Saturday, February 8, 2014

Typologies

I've always had a weakness for typologies in which you categorize people by names of your own choosing. What a sense of power, and if others cite you, what a sense of academic prestige.

Here's a study that examines "news media repertoires" and categorizes people as:
  • News Avoiders (name is self explanatory)
  • Emerging News Seekers (use largely new media)
  • Traditional News Seekers (old farts, like me)
There's nothing groundbreaking in the typology above, nothing surprising. but the real reason I'm mentioning the study is, of course, its focus on political knowledge. According to the abstract:
Moreover, traditional news seekers outperformed emerging seekers as well as avoiders in the acquisition of political knowledge, and the high education group possessed more political knowledge than the low education group. Finally, the magnitude of the knowledge gap between the high and low education groups was statistically significant for both the news avoiders and traditional seekers, but not for the emerging seekers.
Education is traditionally the most powerful predictor of what people know. What the study adds is the interaction of education with the typology.
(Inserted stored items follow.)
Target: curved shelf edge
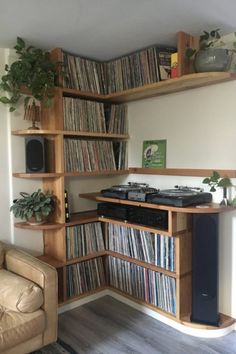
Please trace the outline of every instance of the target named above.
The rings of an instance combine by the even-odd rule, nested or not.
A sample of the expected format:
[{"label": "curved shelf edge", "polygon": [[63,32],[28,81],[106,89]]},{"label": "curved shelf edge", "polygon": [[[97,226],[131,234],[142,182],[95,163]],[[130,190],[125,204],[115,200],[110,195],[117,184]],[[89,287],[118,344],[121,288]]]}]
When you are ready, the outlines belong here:
[{"label": "curved shelf edge", "polygon": [[40,225],[29,225],[26,222],[16,222],[15,227],[19,229],[26,229],[26,230],[57,230],[64,227],[64,224],[59,223],[45,223]]}]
For the news avoiders and traditional seekers, education matters. For the emerging seekers, it doesn't.  What the abstract doesn't tell you is that the difference still increases based on education for emerging seekers, but the difference isn't quite enough to achieve the statistical significance seen in the other two categories. Also, the power of these categories to explain differences largely disappears when you control for -- age. Not quite a "well, duh" moment, but a bit obvious.